## Intro to Web Scraping in Python

Today we will learn how to scrape HTML web pages in python, using the Beautiful Soup 4 library. We can programmatically gather information from websites to use for your own purposes. We will gather information about prominent UVA employees, first by walking through each step of the process. Then by doing it in a more automated way.

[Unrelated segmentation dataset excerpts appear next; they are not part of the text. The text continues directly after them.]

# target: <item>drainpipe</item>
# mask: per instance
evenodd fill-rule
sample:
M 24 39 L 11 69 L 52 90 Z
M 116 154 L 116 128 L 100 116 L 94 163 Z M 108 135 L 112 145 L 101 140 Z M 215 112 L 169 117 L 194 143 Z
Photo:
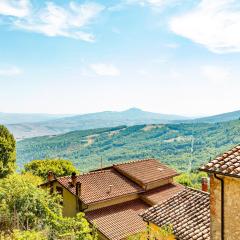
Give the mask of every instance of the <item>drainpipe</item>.
M 221 240 L 224 240 L 224 180 L 214 173 L 214 177 L 221 182 Z

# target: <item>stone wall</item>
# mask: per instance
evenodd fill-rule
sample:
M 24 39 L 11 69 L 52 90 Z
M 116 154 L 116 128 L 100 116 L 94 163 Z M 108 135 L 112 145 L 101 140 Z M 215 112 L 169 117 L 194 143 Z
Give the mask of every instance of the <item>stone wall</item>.
M 240 239 L 240 179 L 224 179 L 224 239 Z M 221 240 L 221 182 L 210 177 L 211 240 Z

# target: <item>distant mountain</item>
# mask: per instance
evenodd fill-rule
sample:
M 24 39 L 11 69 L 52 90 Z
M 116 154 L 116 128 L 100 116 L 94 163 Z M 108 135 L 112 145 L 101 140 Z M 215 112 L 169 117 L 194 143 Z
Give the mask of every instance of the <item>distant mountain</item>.
M 180 171 L 196 169 L 240 143 L 240 120 L 120 126 L 69 132 L 17 142 L 17 164 L 65 158 L 81 171 L 133 159 L 159 158 Z M 193 149 L 193 152 L 192 150 Z
M 35 123 L 66 117 L 65 114 L 44 113 L 2 113 L 0 112 L 0 124 Z
M 206 122 L 206 123 L 216 123 L 216 122 L 226 122 L 231 120 L 236 120 L 240 118 L 240 111 L 222 113 L 210 117 L 203 117 L 194 119 L 194 122 Z
M 152 113 L 142 111 L 138 108 L 131 108 L 122 112 L 105 111 L 89 113 L 37 123 L 10 124 L 7 127 L 17 139 L 23 139 L 35 136 L 57 135 L 75 130 L 119 125 L 132 126 L 138 124 L 171 123 L 187 119 L 183 116 Z
M 30 122 L 26 122 L 27 118 Z M 45 119 L 44 118 L 49 118 Z M 140 124 L 167 124 L 167 123 L 215 123 L 240 118 L 240 111 L 223 113 L 215 116 L 191 119 L 184 116 L 146 112 L 138 108 L 126 111 L 105 111 L 76 116 L 61 117 L 59 115 L 30 115 L 20 116 L 15 121 L 17 124 L 7 124 L 9 130 L 18 139 L 31 138 L 45 135 L 58 135 L 76 130 L 115 127 L 120 125 Z M 1 118 L 0 118 L 1 119 Z M 37 121 L 37 119 L 39 121 Z M 11 121 L 14 121 L 11 118 Z M 6 118 L 5 118 L 6 122 Z M 1 121 L 0 121 L 1 123 Z

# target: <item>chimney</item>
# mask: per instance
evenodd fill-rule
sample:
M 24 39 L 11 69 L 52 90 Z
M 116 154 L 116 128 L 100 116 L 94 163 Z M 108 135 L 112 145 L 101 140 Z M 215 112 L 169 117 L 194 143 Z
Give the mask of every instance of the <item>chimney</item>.
M 71 179 L 72 179 L 71 184 L 72 184 L 72 186 L 75 187 L 76 186 L 76 182 L 77 182 L 77 176 L 76 176 L 75 172 L 72 173 Z
M 52 180 L 55 179 L 54 173 L 52 171 L 48 171 L 47 179 L 48 182 L 51 182 Z
M 77 182 L 76 183 L 76 195 L 77 196 L 81 196 L 81 187 L 82 187 L 82 184 L 80 182 Z
M 109 185 L 109 190 L 108 190 L 109 194 L 112 192 L 112 187 L 113 187 L 113 185 Z
M 202 177 L 202 191 L 208 192 L 208 179 L 206 177 Z

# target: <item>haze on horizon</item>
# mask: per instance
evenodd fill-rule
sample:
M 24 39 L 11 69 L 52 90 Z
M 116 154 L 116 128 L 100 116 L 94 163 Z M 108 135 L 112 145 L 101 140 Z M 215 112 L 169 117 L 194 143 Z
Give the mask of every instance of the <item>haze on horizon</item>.
M 1 0 L 0 112 L 240 110 L 237 0 Z

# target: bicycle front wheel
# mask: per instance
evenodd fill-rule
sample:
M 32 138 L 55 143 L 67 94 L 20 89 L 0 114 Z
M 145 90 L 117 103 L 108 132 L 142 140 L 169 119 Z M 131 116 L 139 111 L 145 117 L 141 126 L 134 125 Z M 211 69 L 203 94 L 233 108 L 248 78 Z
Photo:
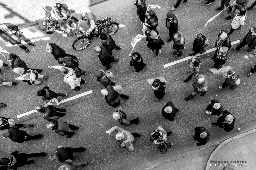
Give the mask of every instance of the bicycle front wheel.
M 84 36 L 82 38 L 76 40 L 73 43 L 72 47 L 76 50 L 81 50 L 89 46 L 91 43 L 91 39 Z
M 112 23 L 108 26 L 102 28 L 100 30 L 100 33 L 109 34 L 111 35 L 116 32 L 119 28 L 119 26 L 118 24 Z

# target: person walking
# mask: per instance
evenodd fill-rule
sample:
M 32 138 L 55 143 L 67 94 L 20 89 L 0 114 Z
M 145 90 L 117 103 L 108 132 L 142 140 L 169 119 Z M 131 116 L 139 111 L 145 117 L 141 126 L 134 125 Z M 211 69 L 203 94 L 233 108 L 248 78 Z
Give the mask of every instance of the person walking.
M 42 99 L 44 101 L 47 100 L 50 100 L 55 98 L 58 100 L 59 102 L 60 101 L 60 100 L 58 99 L 58 96 L 68 96 L 68 94 L 67 93 L 56 93 L 52 90 L 50 90 L 48 86 L 45 86 L 43 87 L 42 89 L 39 90 L 37 91 L 36 95 L 38 96 L 42 96 Z
M 76 72 L 76 75 L 85 75 L 86 71 L 83 70 L 79 67 L 79 62 L 76 59 L 72 59 L 69 56 L 67 56 L 63 58 L 59 58 L 58 59 L 59 63 L 62 63 L 65 67 L 70 68 Z
M 235 11 L 237 9 L 239 10 L 242 7 L 245 8 L 245 7 L 248 4 L 250 0 L 235 0 L 234 3 L 233 4 L 231 12 L 230 13 L 230 16 L 227 17 L 225 18 L 225 19 L 228 20 L 232 19 L 234 17 L 234 14 Z
M 97 81 L 100 82 L 105 88 L 108 85 L 114 86 L 115 83 L 111 82 L 111 80 L 107 76 L 106 72 L 104 69 L 101 68 L 94 72 L 94 75 L 97 77 Z
M 195 76 L 198 74 L 201 65 L 201 61 L 199 58 L 193 57 L 188 61 L 188 65 L 190 66 L 190 71 L 188 78 L 184 80 L 185 83 L 190 80 L 193 76 Z
M 73 154 L 78 152 L 84 152 L 86 148 L 83 147 L 64 148 L 62 145 L 59 145 L 56 149 L 56 152 L 51 155 L 49 159 L 52 161 L 58 160 L 61 162 L 67 162 L 74 158 Z
M 225 30 L 222 30 L 220 32 L 218 37 L 215 42 L 215 47 L 227 47 L 228 50 L 231 47 L 231 41 L 228 33 Z
M 173 53 L 173 57 L 179 57 L 182 55 L 182 52 L 185 47 L 185 38 L 181 32 L 176 32 L 173 38 L 173 48 L 176 50 Z
M 117 132 L 115 135 L 115 139 L 118 141 L 120 145 L 119 147 L 121 149 L 127 148 L 132 151 L 134 150 L 132 143 L 134 140 L 134 138 L 140 137 L 140 134 L 137 133 L 131 133 L 116 126 L 111 128 L 106 133 L 110 135 L 114 132 Z
M 120 105 L 120 98 L 126 99 L 129 96 L 122 94 L 119 94 L 114 89 L 113 87 L 110 86 L 107 89 L 102 90 L 100 91 L 102 95 L 105 96 L 105 100 L 110 106 L 116 108 Z
M 137 7 L 137 15 L 141 21 L 141 23 L 145 22 L 147 12 L 147 1 L 146 0 L 136 0 L 133 5 Z
M 157 31 L 152 30 L 150 32 L 150 36 L 148 36 L 146 38 L 146 40 L 148 42 L 147 43 L 147 47 L 150 49 L 152 49 L 151 52 L 153 53 L 156 50 L 156 55 L 159 56 L 161 53 L 161 49 L 162 45 L 164 44 L 164 42 L 159 36 Z
M 147 65 L 143 63 L 143 59 L 138 53 L 133 53 L 129 54 L 129 56 L 132 57 L 132 60 L 130 62 L 130 66 L 133 66 L 136 72 L 140 71 L 143 69 L 144 66 Z
M 197 35 L 193 44 L 193 48 L 192 49 L 193 51 L 193 53 L 190 54 L 188 55 L 189 56 L 195 56 L 199 53 L 202 54 L 206 51 L 206 50 L 205 49 L 205 48 L 208 46 L 205 43 L 206 40 L 205 36 L 201 33 Z
M 15 151 L 11 154 L 9 156 L 3 158 L 1 159 L 2 164 L 8 165 L 10 169 L 16 170 L 18 167 L 29 165 L 34 162 L 34 160 L 28 160 L 28 158 L 34 157 L 44 156 L 47 154 L 43 152 L 33 153 L 19 153 L 19 151 Z
M 247 45 L 249 48 L 247 50 L 247 52 L 250 52 L 255 49 L 255 46 L 256 46 L 256 26 L 253 25 L 252 27 L 251 30 L 243 38 L 243 41 L 238 46 L 235 48 L 232 48 L 231 50 L 233 51 L 238 51 L 241 48 Z
M 108 34 L 101 33 L 100 34 L 100 37 L 102 40 L 102 45 L 105 46 L 105 48 L 109 52 L 111 55 L 112 55 L 112 50 L 115 48 L 117 50 L 120 50 L 122 47 L 115 44 L 115 42 Z
M 217 48 L 212 59 L 214 64 L 210 66 L 211 67 L 214 67 L 219 70 L 224 67 L 228 56 L 228 48 L 227 47 L 219 47 Z
M 61 165 L 58 168 L 58 170 L 77 170 L 77 168 L 80 166 L 84 166 L 89 163 L 87 162 L 80 162 L 78 163 L 74 163 L 72 162 L 66 163 Z
M 230 69 L 227 73 L 227 76 L 223 76 L 226 77 L 225 81 L 221 86 L 220 86 L 219 88 L 221 89 L 225 88 L 228 86 L 230 88 L 230 90 L 235 89 L 238 87 L 240 83 L 240 79 L 239 78 L 239 74 L 235 72 L 234 70 Z
M 24 128 L 32 127 L 34 126 L 33 124 L 18 124 L 12 119 L 0 116 L 0 130 L 9 129 L 15 126 L 18 127 Z
M 21 67 L 24 69 L 25 72 L 28 70 L 38 73 L 41 73 L 43 71 L 41 69 L 31 69 L 28 67 L 27 64 L 24 61 L 21 59 L 19 57 L 13 53 L 9 54 L 6 56 L 6 60 L 10 63 L 10 67 L 13 69 L 17 67 Z
M 175 5 L 173 6 L 173 7 L 171 8 L 170 10 L 171 11 L 174 11 L 176 9 L 178 8 L 178 7 L 179 5 L 179 4 L 180 4 L 180 3 L 182 2 L 186 3 L 188 3 L 188 0 L 177 0 Z
M 110 54 L 104 45 L 102 45 L 99 47 L 95 47 L 93 50 L 98 54 L 99 59 L 101 62 L 102 65 L 106 67 L 105 68 L 106 70 L 112 67 L 111 63 L 119 60 L 119 58 L 114 57 Z
M 29 135 L 25 131 L 19 130 L 19 127 L 16 126 L 10 128 L 8 129 L 8 132 L 2 135 L 3 137 L 10 138 L 13 141 L 20 143 L 24 141 L 39 139 L 44 136 L 41 134 L 33 136 Z
M 224 129 L 227 132 L 233 130 L 234 125 L 234 117 L 227 110 L 222 112 L 222 115 L 219 117 L 217 123 L 212 123 L 212 125 L 219 125 L 220 127 Z
M 54 58 L 57 61 L 58 61 L 59 58 L 63 58 L 67 56 L 69 56 L 72 59 L 79 59 L 79 57 L 67 54 L 65 50 L 54 43 L 47 44 L 46 46 L 46 50 L 47 51 L 52 55 Z M 59 63 L 61 64 L 62 63 Z
M 252 76 L 252 74 L 256 72 L 256 62 L 255 62 L 255 65 L 251 67 L 250 69 L 251 69 L 251 71 L 247 75 L 248 77 L 251 77 Z
M 173 12 L 169 12 L 166 15 L 165 20 L 165 27 L 169 30 L 169 39 L 167 42 L 169 43 L 173 41 L 173 36 L 178 32 L 179 24 L 178 19 Z
M 195 128 L 195 132 L 193 135 L 195 137 L 194 140 L 199 142 L 195 144 L 197 146 L 201 146 L 205 145 L 208 142 L 210 134 L 210 132 L 205 127 L 199 126 Z
M 27 44 L 35 46 L 36 44 L 31 42 L 19 31 L 17 26 L 9 22 L 0 23 L 0 37 L 6 42 L 10 42 L 12 45 L 17 44 L 26 53 L 30 53 L 27 47 L 21 43 L 21 40 Z
M 62 122 L 58 118 L 50 119 L 48 121 L 51 122 L 47 124 L 46 127 L 48 129 L 55 131 L 55 133 L 62 136 L 67 135 L 68 138 L 71 137 L 75 134 L 72 132 L 69 132 L 69 128 L 74 130 L 78 129 L 79 128 L 74 125 L 69 124 L 65 122 Z
M 72 69 L 60 66 L 50 66 L 48 67 L 60 70 L 62 74 L 63 81 L 70 86 L 71 89 L 74 89 L 75 91 L 80 90 L 81 88 L 80 85 L 86 83 L 81 77 L 77 78 L 75 72 Z
M 247 18 L 246 10 L 244 8 L 242 7 L 239 9 L 236 17 L 233 19 L 231 23 L 231 28 L 228 35 L 231 35 L 235 30 L 240 29 L 241 27 L 244 24 Z
M 249 9 L 251 9 L 252 8 L 253 8 L 254 7 L 254 6 L 256 5 L 256 0 L 254 1 L 253 3 L 252 3 L 252 4 L 249 7 L 247 7 L 246 8 L 247 10 L 249 10 Z
M 228 14 L 229 14 L 231 12 L 231 10 L 232 10 L 232 6 L 229 6 L 229 2 L 230 2 L 230 0 L 221 0 L 221 2 L 220 4 L 220 6 L 219 7 L 216 8 L 215 9 L 216 11 L 218 11 L 220 10 L 222 10 L 224 9 L 224 6 L 225 5 L 226 7 L 228 7 Z
M 210 114 L 219 116 L 223 111 L 223 107 L 220 101 L 218 99 L 213 99 L 211 100 L 211 102 L 205 109 L 208 111 Z
M 176 112 L 178 111 L 179 109 L 175 108 L 173 103 L 170 101 L 168 102 L 162 109 L 163 116 L 165 119 L 167 119 L 170 121 L 174 120 Z
M 47 79 L 47 77 L 46 76 L 39 74 L 34 70 L 29 70 L 26 71 L 25 69 L 21 67 L 17 67 L 13 69 L 13 72 L 21 75 L 25 74 L 27 73 L 30 73 L 30 74 L 29 75 L 29 79 L 22 80 L 22 81 L 23 82 L 27 82 L 28 85 L 30 86 L 32 85 L 34 85 L 35 84 L 41 84 L 42 83 L 42 82 L 40 81 L 37 80 L 39 78 L 43 78 L 45 79 Z M 33 80 L 31 79 L 30 78 L 30 75 L 31 75 L 31 77 L 35 77 L 35 80 Z
M 44 102 L 44 106 L 38 105 L 35 107 L 36 110 L 42 114 L 43 118 L 47 121 L 49 121 L 50 117 L 57 116 L 58 117 L 61 117 L 66 115 L 66 113 L 63 112 L 66 112 L 67 110 L 65 109 L 57 108 L 53 105 L 46 104 L 48 103 L 48 100 L 46 100 Z
M 139 117 L 131 120 L 130 116 L 127 112 L 123 109 L 122 107 L 119 107 L 117 110 L 113 112 L 113 118 L 118 121 L 119 123 L 124 126 L 130 126 L 135 123 L 137 125 L 140 122 Z
M 196 96 L 201 93 L 200 96 L 203 97 L 207 92 L 207 82 L 205 76 L 202 74 L 198 74 L 194 79 L 192 86 L 194 91 L 188 97 L 185 98 L 185 100 L 188 100 L 194 98 Z
M 157 98 L 155 99 L 155 101 L 159 101 L 164 96 L 165 94 L 165 87 L 164 85 L 165 85 L 165 83 L 162 82 L 158 79 L 153 82 L 152 88 L 154 90 L 154 94 Z
M 163 143 L 167 141 L 167 137 L 172 133 L 171 131 L 167 133 L 162 126 L 159 126 L 151 134 L 152 137 L 150 140 L 154 141 L 154 145 Z
M 89 27 L 86 33 L 88 35 L 94 35 L 95 33 L 95 24 L 98 21 L 98 19 L 90 9 L 83 7 L 80 8 L 81 16 L 79 22 L 81 23 L 83 21 Z

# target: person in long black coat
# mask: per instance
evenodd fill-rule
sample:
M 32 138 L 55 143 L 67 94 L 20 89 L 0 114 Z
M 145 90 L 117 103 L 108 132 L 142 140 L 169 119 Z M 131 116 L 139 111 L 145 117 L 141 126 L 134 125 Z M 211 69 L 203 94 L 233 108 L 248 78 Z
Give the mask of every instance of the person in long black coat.
M 46 153 L 43 152 L 33 153 L 19 153 L 18 151 L 16 151 L 12 153 L 9 156 L 2 158 L 1 159 L 1 163 L 2 165 L 8 165 L 10 169 L 16 170 L 18 169 L 18 167 L 29 165 L 34 162 L 33 160 L 28 160 L 28 158 L 33 157 L 43 156 L 46 154 Z
M 195 143 L 197 146 L 201 146 L 205 145 L 209 141 L 210 136 L 210 132 L 204 127 L 199 126 L 195 128 L 195 132 L 193 135 L 195 139 L 199 142 Z
M 142 22 L 145 22 L 147 5 L 146 0 L 137 0 L 133 5 L 137 7 L 137 15 Z
M 174 105 L 171 101 L 168 101 L 162 109 L 162 114 L 165 119 L 167 119 L 170 121 L 173 121 L 177 112 L 179 109 L 175 108 Z
M 213 99 L 211 102 L 211 103 L 205 109 L 209 110 L 211 114 L 219 116 L 223 111 L 223 107 L 220 101 L 218 99 Z
M 143 69 L 144 67 L 147 65 L 146 64 L 143 63 L 142 58 L 138 53 L 133 53 L 131 54 L 129 54 L 129 56 L 132 57 L 132 60 L 130 62 L 130 66 L 133 66 L 136 72 L 141 71 Z
M 225 110 L 222 112 L 222 116 L 219 117 L 217 123 L 213 123 L 214 126 L 218 125 L 220 127 L 224 129 L 227 132 L 234 129 L 235 117 L 229 112 Z
M 192 49 L 193 52 L 188 55 L 189 56 L 194 56 L 199 53 L 201 54 L 206 51 L 206 50 L 204 48 L 205 46 L 205 43 L 206 40 L 205 36 L 202 34 L 200 33 L 197 35 L 193 44 L 193 48 Z
M 165 87 L 164 85 L 165 84 L 165 83 L 162 82 L 158 79 L 153 82 L 152 87 L 154 90 L 154 93 L 157 98 L 155 100 L 155 101 L 159 101 L 164 96 L 165 94 Z
M 169 30 L 169 39 L 167 42 L 169 43 L 172 41 L 173 36 L 178 32 L 179 24 L 178 19 L 173 12 L 170 11 L 167 13 L 165 20 L 165 27 Z
M 129 96 L 119 93 L 114 89 L 113 87 L 110 86 L 106 89 L 103 89 L 101 93 L 105 96 L 105 100 L 110 106 L 116 108 L 120 105 L 120 98 L 125 99 L 129 99 Z

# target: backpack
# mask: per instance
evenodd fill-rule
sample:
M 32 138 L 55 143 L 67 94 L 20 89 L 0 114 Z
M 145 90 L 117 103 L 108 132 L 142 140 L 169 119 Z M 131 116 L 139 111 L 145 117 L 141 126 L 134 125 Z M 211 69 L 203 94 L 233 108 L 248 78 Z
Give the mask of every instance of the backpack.
M 102 78 L 100 79 L 101 80 L 102 79 L 106 76 L 110 80 L 111 80 L 112 79 L 113 79 L 113 73 L 110 71 L 109 71 L 109 70 L 107 70 L 106 71 L 105 73 L 104 71 L 101 70 L 99 70 L 99 71 L 101 71 L 105 73 L 105 75 L 103 76 Z

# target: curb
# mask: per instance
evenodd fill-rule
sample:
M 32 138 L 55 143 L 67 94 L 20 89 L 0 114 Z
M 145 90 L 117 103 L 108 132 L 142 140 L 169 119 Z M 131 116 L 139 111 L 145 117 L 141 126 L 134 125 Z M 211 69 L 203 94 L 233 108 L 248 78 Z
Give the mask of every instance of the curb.
M 76 10 L 77 10 L 77 9 L 81 8 L 81 7 L 90 7 L 92 6 L 95 5 L 99 4 L 100 4 L 103 1 L 109 1 L 109 0 L 95 0 L 95 1 L 93 1 L 92 2 L 88 2 L 87 3 L 84 5 L 81 5 L 81 6 L 79 6 L 79 7 L 77 7 L 77 8 L 75 8 L 73 9 L 70 9 L 69 10 L 69 11 L 70 11 L 70 12 L 71 12 L 71 14 L 73 14 L 75 12 Z M 25 24 L 21 25 L 19 26 L 19 27 L 20 27 L 20 28 L 19 29 L 21 29 L 22 28 L 24 28 L 28 27 L 29 27 L 34 26 L 38 24 L 37 21 L 36 21 L 33 22 L 30 22 L 28 23 L 28 25 Z
M 250 134 L 254 133 L 256 133 L 256 128 L 251 130 L 250 130 L 247 131 L 247 132 L 243 133 L 241 134 L 240 134 L 240 135 L 237 135 L 233 137 L 229 138 L 226 140 L 223 141 L 222 142 L 220 143 L 220 144 L 215 149 L 214 149 L 214 150 L 212 152 L 212 154 L 211 154 L 211 155 L 209 157 L 208 160 L 207 160 L 207 162 L 209 162 L 209 160 L 213 160 L 214 158 L 214 156 L 215 156 L 215 155 L 216 155 L 216 154 L 219 151 L 219 150 L 221 149 L 222 147 L 224 146 L 224 145 L 227 144 L 228 143 L 239 139 L 239 138 L 241 138 L 244 137 L 246 136 L 247 136 L 247 135 L 249 135 Z M 231 150 L 232 149 L 231 149 L 230 150 Z M 209 165 L 209 164 L 206 164 L 206 166 L 205 169 L 205 170 L 209 170 L 210 169 L 210 165 Z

First we need to install the Beautiful Soup 4 and lxml libraries. These are not a part of base python or the Anaconda installation.

In [None]:
!conda install --yes beautifulsoup4
!conda install --yes lxml
!conda install --yes requests

Next, let's import the libraries we will be using in this Jupyter Notebook, including Beautiful Soup 4. The other two, requests and pandas, are already installed if you are using Anaconda.

In [9]:
import requests
from bs4 import BeautifulSoup
import pandas as pd


Now we are ready to make an HTTP request using the requests library. This means that once you have established a connection with the destination (the server which hosts the website you want to communicate with), the client (you) sends an HTTP GET request to the server to retrieve the website and all data within it. 

This is typically done by your web browser, but we can also do it in python. 

Today we are going to scrape information about players on the UVA men's basketball team. You can find the team's roster for the 2021-2022 season here: https://virginiasports.com/sports/mbball/roster/ 

We will start by gathering information about one of UVA's players, Kihei Clark.

In [10]:
#This is how to make an HTTP GET request using the requests library.
source = requests.get('https://virginiasports.com/sports/mbball/roster/season/2021-22/player/kihei-clark/')

print(source)      #this prints the type of response. 200 means "OK". There are many response codes

<Response [200]>


Now, we have a response from the server. If the response is good, the source code of the web page is contained within that response. Let's see what that looks like

In [None]:
soup = BeautifulSoup(source.text, 'html.parser')

print(soup) 


This is messy, but it is all the code for the page we have issued a request for. Some of it is human readable, some of it is not. Now, let's look at the source code of this page another way. Copy and paste this link into your web browser: https://virginiasports.com/sports/mbball/roster/season/2021-22/player/kihei-clark/

### Note - You need to use Google Chrome to have access to inspector and other developer tools

Right click somewhere on your page and click "inspect". Then, make sure to choose the 'elements' tab to see the HTML source code of this page. While inspecting the page elements, you can see which parts of the page are controlled by different parts of the code. Notice that the code starts with large chunks (< body > for example), and has divisions within that (< div > tags), among others.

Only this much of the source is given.